Graduate Arts Association
It is a privilege and an honor to announce the creation of a new organization on campus called the Graduate Arts Association (GAA). It is a venue for all graduate students and staff sponsors interested in using the arts as a vehicle for expression, promotion, and advocacy to contact us immediately. The GAA welcomes graduate students, faculty and alumnus to the BPAC – Rehearsal Studio, VC-B3-130 for our inaugural meeting on Tuesday, March 29th at 8:30pm. See our Facebook page for more information.
GAA encourages school and community-based relationship building, and supports the creative endeavors of multi-disciplinary performance-related art as a medium for positive change and conscious transformation. We hope to inspire awareness of the arts on campus and we wish to have a wide range of graduate representatives integrally involved in this collaborative process.
Please contact fellow MPA student and President of GAA, Daniel Seda, if you or anyone you know is interested in the Graduate Arts Association at the information listed below. Please be advised that anyone, regardless of skill level or expertise, who has a passion and commitment for the arts, is encouraged to become a member of this open and inclusive club.
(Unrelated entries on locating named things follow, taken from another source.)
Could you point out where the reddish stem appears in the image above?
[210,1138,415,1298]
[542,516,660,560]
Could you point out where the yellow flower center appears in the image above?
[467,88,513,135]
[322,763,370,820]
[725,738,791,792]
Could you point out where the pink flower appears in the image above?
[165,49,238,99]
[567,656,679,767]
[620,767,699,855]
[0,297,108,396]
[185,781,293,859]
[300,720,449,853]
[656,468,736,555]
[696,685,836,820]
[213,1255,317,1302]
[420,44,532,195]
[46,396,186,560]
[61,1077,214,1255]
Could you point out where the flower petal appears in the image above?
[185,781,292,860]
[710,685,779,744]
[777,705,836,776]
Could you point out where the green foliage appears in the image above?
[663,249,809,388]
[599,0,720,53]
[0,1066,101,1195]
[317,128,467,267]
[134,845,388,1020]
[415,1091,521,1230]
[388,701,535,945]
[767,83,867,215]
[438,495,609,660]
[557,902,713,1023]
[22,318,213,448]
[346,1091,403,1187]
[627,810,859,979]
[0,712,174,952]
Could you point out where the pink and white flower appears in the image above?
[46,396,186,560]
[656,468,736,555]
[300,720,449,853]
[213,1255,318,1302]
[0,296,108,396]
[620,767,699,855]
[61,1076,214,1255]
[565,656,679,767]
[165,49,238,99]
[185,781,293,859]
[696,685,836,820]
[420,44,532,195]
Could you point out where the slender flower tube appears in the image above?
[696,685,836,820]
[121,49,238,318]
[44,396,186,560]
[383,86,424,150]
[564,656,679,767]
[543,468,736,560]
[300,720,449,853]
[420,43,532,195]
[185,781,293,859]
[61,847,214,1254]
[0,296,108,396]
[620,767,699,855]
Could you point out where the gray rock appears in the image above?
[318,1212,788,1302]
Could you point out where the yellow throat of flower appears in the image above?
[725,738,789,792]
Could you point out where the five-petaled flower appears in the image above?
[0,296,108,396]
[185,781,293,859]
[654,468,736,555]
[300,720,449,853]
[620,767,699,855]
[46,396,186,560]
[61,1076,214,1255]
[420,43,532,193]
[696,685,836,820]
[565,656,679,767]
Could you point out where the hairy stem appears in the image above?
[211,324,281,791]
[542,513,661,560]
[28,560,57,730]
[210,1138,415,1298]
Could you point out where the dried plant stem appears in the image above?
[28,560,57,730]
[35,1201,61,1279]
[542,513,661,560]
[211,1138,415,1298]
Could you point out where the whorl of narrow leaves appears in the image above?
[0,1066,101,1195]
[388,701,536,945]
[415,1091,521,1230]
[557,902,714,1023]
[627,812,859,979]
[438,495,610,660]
We value the input and participation of a variety of artistic disciplines and have roles within the organization for a number of students who desire to see progressive change at Baruch and beyond. GAA is dedicated to fostering full collaboration with teachers, staff, students, and school organizations in an effort to develop a sustainable, long-lasting presence at Baruch.
Dan Seda: danseda@gmail.com
Dan: I am very pleased to see this effort start. Baruch is diverse not only in ethnicities and nationalities, but also in the wide breadth of industries from which our students hail. There are many students who come from the Arts seeking graduate degrees in Business and Public Affairs. More than offering an outlet for graduate students with Arts backgrounds, I see this effort offering much more to those who don’t have a Arts in their lives. A recent piece in the Economist speaks directly to this point:
“Studying the arts can help businesspeople communicate more eloquently. Most bosses spend a huge amount of time “messaging” and “reaching out”, yet few are much good at it. Their prose is larded with clichés and garbled with gobbledegook.”
I will encourage all my fellow b-schoolers include your Arts endeavor as part of their “business” education.